The IMF rules clearly state that countries cannot use currency manipulation to fix their trade deficits. Having said that, most governments have a habit of breaking rules.
Trump could try to convince other G7 members to launch a “Plaza 2.0” dollar devaluation. If that effort failed, he could simply ignore the IMF, or he could order the Treasury to begin a gold buy program, which is not a violation of IMF rules.
Clearly, many top bank FOREX analysts believe the trade skirmish will soon become a war involving currency devaluation. I put the odds that it happens at 50% now and trending higher!
Gold price enthusiasts would almost certainly benefit from an escalation in the trade dispute. In terms of stock market investment, well, the bottom line is that America is an ageing society with a population vastly smaller than China.
US GDP is likely to fall to under 1%-2% over the long term, while China is likely to grow at 4%-5%. This is the key Chinese stock market chart.
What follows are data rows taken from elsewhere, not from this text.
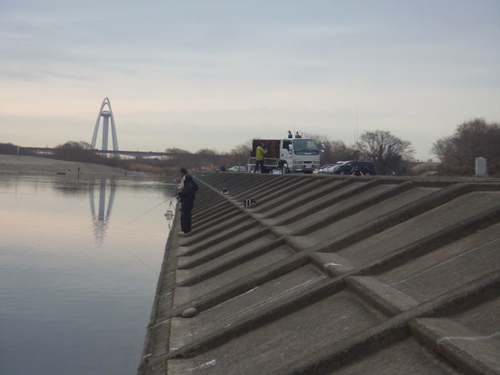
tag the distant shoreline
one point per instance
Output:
(15, 164)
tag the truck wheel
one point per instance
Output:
(284, 168)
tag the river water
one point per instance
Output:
(79, 264)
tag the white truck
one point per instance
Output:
(288, 155)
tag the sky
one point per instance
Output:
(197, 74)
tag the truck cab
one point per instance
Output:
(296, 155)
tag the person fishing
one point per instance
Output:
(260, 154)
(187, 196)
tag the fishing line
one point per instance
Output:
(144, 213)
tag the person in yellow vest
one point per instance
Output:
(260, 154)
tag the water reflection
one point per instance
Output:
(65, 301)
(100, 220)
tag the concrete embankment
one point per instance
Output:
(331, 275)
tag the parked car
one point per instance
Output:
(237, 168)
(366, 167)
(323, 168)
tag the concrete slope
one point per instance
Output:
(331, 275)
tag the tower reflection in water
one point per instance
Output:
(107, 190)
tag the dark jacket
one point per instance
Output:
(188, 193)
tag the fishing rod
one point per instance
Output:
(152, 208)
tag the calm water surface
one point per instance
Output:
(79, 263)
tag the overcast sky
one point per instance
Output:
(215, 74)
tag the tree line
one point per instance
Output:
(391, 155)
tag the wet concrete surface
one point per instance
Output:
(332, 275)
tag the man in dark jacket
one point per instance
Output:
(187, 196)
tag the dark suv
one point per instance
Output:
(366, 167)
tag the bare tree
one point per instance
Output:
(388, 152)
(472, 139)
(332, 151)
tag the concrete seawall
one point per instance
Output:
(331, 275)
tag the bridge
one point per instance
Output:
(144, 154)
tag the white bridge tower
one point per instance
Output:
(106, 115)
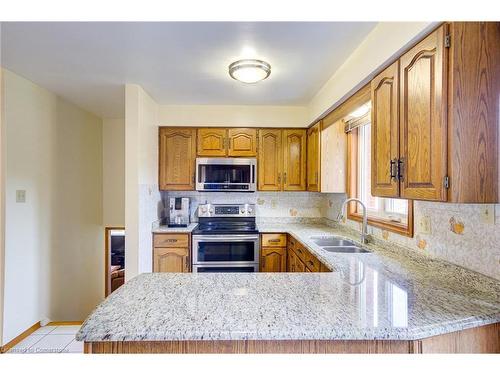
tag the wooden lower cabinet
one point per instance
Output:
(171, 253)
(485, 339)
(273, 259)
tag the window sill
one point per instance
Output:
(404, 230)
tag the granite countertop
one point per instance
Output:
(390, 293)
(166, 229)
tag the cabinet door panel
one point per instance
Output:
(423, 128)
(177, 158)
(242, 142)
(273, 259)
(385, 132)
(212, 142)
(313, 158)
(270, 160)
(294, 159)
(171, 260)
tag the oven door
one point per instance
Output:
(236, 250)
(225, 174)
(252, 267)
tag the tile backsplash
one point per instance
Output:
(457, 232)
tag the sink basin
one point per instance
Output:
(345, 249)
(332, 242)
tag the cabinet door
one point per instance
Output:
(294, 159)
(313, 158)
(242, 142)
(333, 158)
(270, 160)
(299, 265)
(177, 158)
(423, 128)
(171, 259)
(385, 132)
(212, 142)
(273, 259)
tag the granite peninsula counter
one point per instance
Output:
(390, 300)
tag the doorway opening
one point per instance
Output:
(114, 259)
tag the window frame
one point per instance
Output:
(352, 192)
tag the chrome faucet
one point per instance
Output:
(364, 230)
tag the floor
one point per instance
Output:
(50, 339)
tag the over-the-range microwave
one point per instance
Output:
(226, 174)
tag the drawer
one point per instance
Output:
(274, 240)
(301, 252)
(171, 240)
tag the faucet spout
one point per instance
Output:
(364, 229)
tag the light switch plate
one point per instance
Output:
(487, 214)
(20, 196)
(424, 225)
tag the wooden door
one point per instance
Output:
(177, 159)
(170, 259)
(423, 111)
(270, 160)
(242, 142)
(212, 142)
(273, 259)
(314, 158)
(294, 159)
(385, 133)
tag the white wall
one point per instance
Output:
(232, 115)
(142, 197)
(381, 45)
(54, 241)
(113, 179)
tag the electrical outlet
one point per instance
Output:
(487, 214)
(424, 225)
(20, 196)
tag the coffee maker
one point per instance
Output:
(178, 212)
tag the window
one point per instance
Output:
(391, 214)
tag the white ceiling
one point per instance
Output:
(175, 62)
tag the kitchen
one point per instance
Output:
(214, 181)
(362, 219)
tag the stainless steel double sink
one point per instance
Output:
(337, 245)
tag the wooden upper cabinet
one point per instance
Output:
(177, 158)
(294, 159)
(385, 132)
(171, 259)
(423, 110)
(314, 158)
(242, 142)
(212, 142)
(270, 160)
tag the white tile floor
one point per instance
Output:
(50, 339)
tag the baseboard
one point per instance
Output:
(66, 323)
(19, 338)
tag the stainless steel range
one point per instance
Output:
(226, 239)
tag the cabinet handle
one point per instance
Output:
(401, 163)
(393, 169)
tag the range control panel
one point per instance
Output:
(226, 210)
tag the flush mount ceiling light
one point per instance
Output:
(249, 70)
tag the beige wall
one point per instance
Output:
(382, 44)
(113, 179)
(54, 241)
(142, 197)
(232, 115)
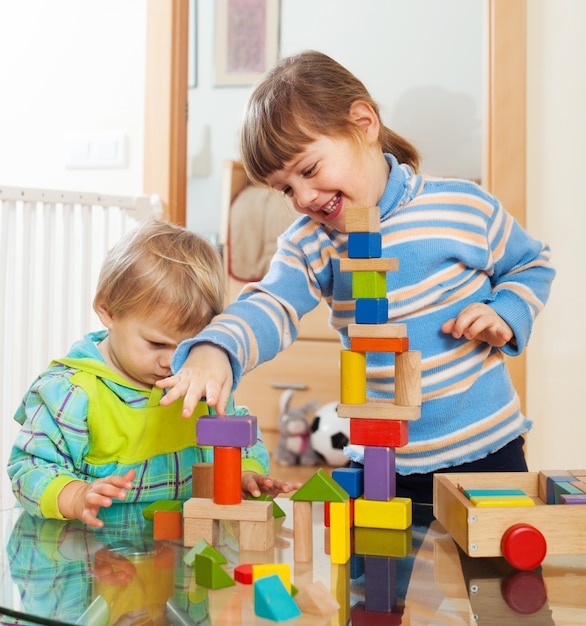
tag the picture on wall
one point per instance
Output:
(247, 40)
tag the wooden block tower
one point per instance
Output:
(201, 515)
(380, 427)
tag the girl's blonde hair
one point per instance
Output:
(304, 96)
(161, 266)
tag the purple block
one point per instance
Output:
(380, 482)
(572, 498)
(233, 431)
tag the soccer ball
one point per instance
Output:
(330, 434)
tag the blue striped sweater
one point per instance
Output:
(456, 245)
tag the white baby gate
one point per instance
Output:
(52, 244)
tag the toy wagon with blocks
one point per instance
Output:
(522, 534)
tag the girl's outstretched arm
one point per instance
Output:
(205, 374)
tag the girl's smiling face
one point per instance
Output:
(333, 173)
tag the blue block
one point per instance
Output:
(272, 600)
(364, 245)
(351, 479)
(372, 311)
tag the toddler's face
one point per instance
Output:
(331, 174)
(141, 348)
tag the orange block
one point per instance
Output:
(227, 475)
(379, 344)
(167, 525)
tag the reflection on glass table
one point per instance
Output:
(55, 572)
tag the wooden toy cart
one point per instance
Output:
(523, 535)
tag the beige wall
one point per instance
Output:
(556, 211)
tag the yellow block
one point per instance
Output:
(396, 513)
(502, 501)
(283, 570)
(352, 377)
(340, 532)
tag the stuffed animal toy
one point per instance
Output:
(294, 443)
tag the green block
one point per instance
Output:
(321, 487)
(161, 505)
(272, 600)
(369, 284)
(277, 510)
(203, 547)
(210, 574)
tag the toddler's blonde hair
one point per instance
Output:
(161, 266)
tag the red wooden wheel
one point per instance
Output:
(523, 546)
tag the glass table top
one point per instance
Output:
(54, 572)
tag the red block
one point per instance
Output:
(386, 433)
(227, 475)
(379, 344)
(167, 525)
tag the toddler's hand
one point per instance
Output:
(479, 321)
(206, 373)
(83, 501)
(255, 484)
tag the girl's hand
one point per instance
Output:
(479, 321)
(206, 373)
(83, 501)
(255, 484)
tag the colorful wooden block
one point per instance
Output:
(321, 487)
(237, 431)
(327, 513)
(377, 344)
(168, 525)
(302, 531)
(202, 480)
(369, 265)
(160, 505)
(273, 601)
(388, 433)
(364, 245)
(372, 311)
(369, 284)
(340, 532)
(382, 331)
(283, 571)
(243, 573)
(380, 482)
(363, 219)
(572, 498)
(383, 542)
(316, 599)
(395, 513)
(408, 378)
(351, 479)
(379, 411)
(501, 501)
(210, 574)
(352, 377)
(204, 547)
(227, 475)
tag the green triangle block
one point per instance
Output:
(203, 547)
(277, 510)
(272, 600)
(211, 575)
(160, 505)
(321, 487)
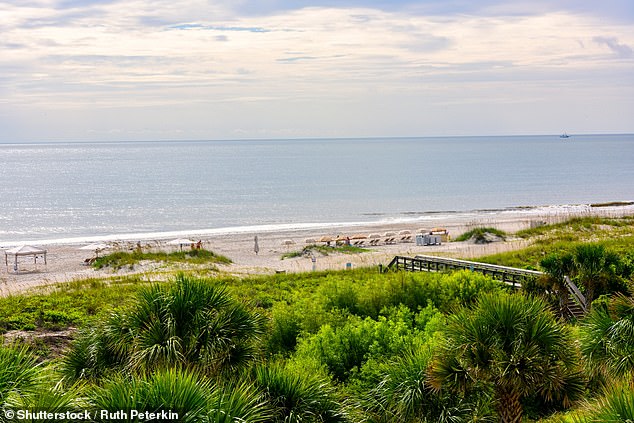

The bull wedge looks solid, and all the tariff news appears to be priced in now. Chinese markets simply feel cleaner and fresher than sanctions-clogged American markets. US bank, growth, and energy stocks are a solid part of my portfolio (and probably always will be), but China is beginning to lead a new era… a gold bull era.
America is spending a paltry $100 million on infrastructure projects around the world, while borrowing $500 billion a year to buy bombs and military gadgets.
In contrast, China is spending more than a trillion dollars on global infrastructure with its spectacular “One Belt One Road” program.
The Chinese stock market will almost certainly rise relentlessly for many decades. So will gold, as China becomes an infrastructure-themed empire viewing gold as the ultimate asset. The bottom line: Out with the old. In with the new!
This is the GDX chart. Gold stocks are starting to look quite interesting now that the Vanguard selling appears to be finished.
There’s a potential inverse head and shoulders bottom forming on the daily chart. A rally to the $19.50 area would bring the pattern to life.
That’s another look at the GDX daily chart. Note the RSI oscillator at the top of the chart.
This important oscillator has been rising while the price fell from $18.15 to $17.28, and that’s what many technicians call a bullish non-confirmation.
The strengthening technical situation is occurring in the face of more tariffs and the upcoming Fed meeting. That suggests that all the bad news may be priced into the gold stocks market, but I would suggest that investors shouldn’t get overly excited until next week’s Fed meet is out of the way.
This is the silver stocks ETF chart. There’s a substantial bullish non-confirmation occurring between key technical indicators and the price.
As the US business cycle peaks, I suspect it will be a “stagflationary” peak, and silver stocks tend to be market darlings in that situation. 2019 looks like it could be a very interesting year for silver price enthusiasts, and the short term indicators suggest the time to get poised for the upside fun is right now!